Clavis
- Status: Active
- Founded: 1981
- Founder: Philippe Werck
- Country of origin: Belgium
- Headquarters location: Hasselt, Belgium
- Distribution: Simon & Schuster (USA)
- Official website: www.clavisbooks.com

= Clavis (publisher) =

Flemish publishing house

Clavis, Clavis Publishing or Clavis Media is a Flemish publishing house of children's books based in Hasselt, Belgium with additional offices in Amsterdam and New York City. The company is the largest publisher of Dutch-language children's literature.

== History ==

The company was founded in 1981 by the family Werck and the company published its first children's book in 1984.
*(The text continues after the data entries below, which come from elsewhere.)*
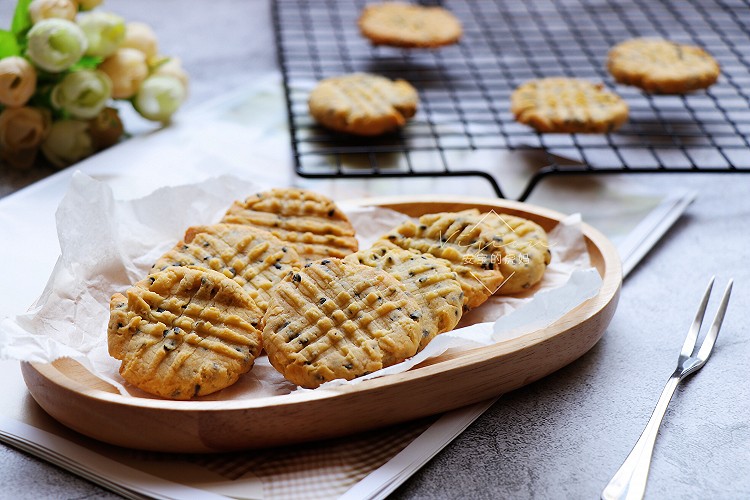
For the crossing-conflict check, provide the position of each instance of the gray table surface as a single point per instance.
(564, 436)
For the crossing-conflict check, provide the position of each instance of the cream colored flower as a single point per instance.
(141, 37)
(104, 32)
(68, 141)
(56, 44)
(127, 69)
(22, 130)
(83, 94)
(52, 9)
(17, 81)
(159, 97)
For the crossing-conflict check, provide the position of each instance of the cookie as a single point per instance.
(363, 104)
(338, 320)
(459, 238)
(662, 66)
(407, 25)
(429, 280)
(184, 332)
(308, 221)
(252, 257)
(568, 105)
(525, 250)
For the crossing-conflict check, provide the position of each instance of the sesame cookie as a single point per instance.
(338, 320)
(662, 66)
(408, 25)
(308, 221)
(427, 278)
(363, 104)
(184, 332)
(252, 257)
(568, 105)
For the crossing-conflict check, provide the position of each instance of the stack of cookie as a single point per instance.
(282, 272)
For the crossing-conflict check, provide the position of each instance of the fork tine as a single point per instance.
(692, 337)
(710, 340)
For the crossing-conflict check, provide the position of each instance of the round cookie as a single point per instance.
(568, 105)
(308, 221)
(363, 104)
(252, 257)
(184, 332)
(338, 320)
(662, 66)
(408, 25)
(429, 280)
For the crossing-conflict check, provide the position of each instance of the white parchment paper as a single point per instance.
(107, 244)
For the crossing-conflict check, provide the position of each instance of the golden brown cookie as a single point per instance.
(338, 320)
(184, 332)
(363, 104)
(429, 280)
(463, 241)
(568, 105)
(252, 257)
(662, 66)
(310, 222)
(408, 25)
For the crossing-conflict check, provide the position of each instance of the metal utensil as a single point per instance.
(629, 482)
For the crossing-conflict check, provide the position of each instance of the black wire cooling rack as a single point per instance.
(464, 122)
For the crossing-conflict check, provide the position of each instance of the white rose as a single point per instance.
(56, 44)
(159, 97)
(83, 93)
(127, 69)
(17, 81)
(52, 9)
(68, 141)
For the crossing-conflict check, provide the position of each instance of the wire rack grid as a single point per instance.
(464, 122)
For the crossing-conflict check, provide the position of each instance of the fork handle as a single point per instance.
(629, 482)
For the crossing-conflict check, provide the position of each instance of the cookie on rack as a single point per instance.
(406, 25)
(184, 332)
(662, 66)
(308, 221)
(429, 280)
(568, 105)
(252, 257)
(339, 320)
(363, 104)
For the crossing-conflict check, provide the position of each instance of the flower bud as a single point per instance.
(56, 44)
(17, 81)
(67, 142)
(106, 129)
(127, 69)
(22, 130)
(141, 37)
(83, 93)
(159, 97)
(104, 32)
(173, 67)
(52, 9)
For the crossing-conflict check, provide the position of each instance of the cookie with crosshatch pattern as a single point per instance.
(338, 320)
(363, 104)
(308, 221)
(662, 66)
(408, 25)
(252, 257)
(184, 332)
(568, 105)
(429, 279)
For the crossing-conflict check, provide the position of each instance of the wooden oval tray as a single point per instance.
(85, 403)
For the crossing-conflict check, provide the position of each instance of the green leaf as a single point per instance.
(21, 18)
(8, 44)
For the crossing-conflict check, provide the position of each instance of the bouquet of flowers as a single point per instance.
(63, 66)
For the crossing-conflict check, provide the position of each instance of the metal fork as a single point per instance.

The company has published many books by Dutch and Flemish authors and illustrators, including Guido Van Genechten, Iny Driessen, Bart Demyttenaere, Ed Franck, Liesbet Slegers, Kolet Janssen, Anneriek van Heugten, Stefaan Van Laere, Gerard van Gemert, Patrick Lagrou, Sanne te Loo, Betty Mellaerts, Maria Heylen, Johan Vandevelde, Marleen Mutsaers, Patrick Bernauw and Marc de Bel.

In February 2011, director Philippe Werck was replaced by Willy Vanden Poel after years of complaints by authors and illustrators regarding late payments. In July 2011, the Werck family bought back their ownership stake in Clavis from the investment firm LRM (minority shareholder in the company) and Philippe Werck became CEO again. In 2018 Philippe transferred his stake to his daughters Kristien and Sigrid.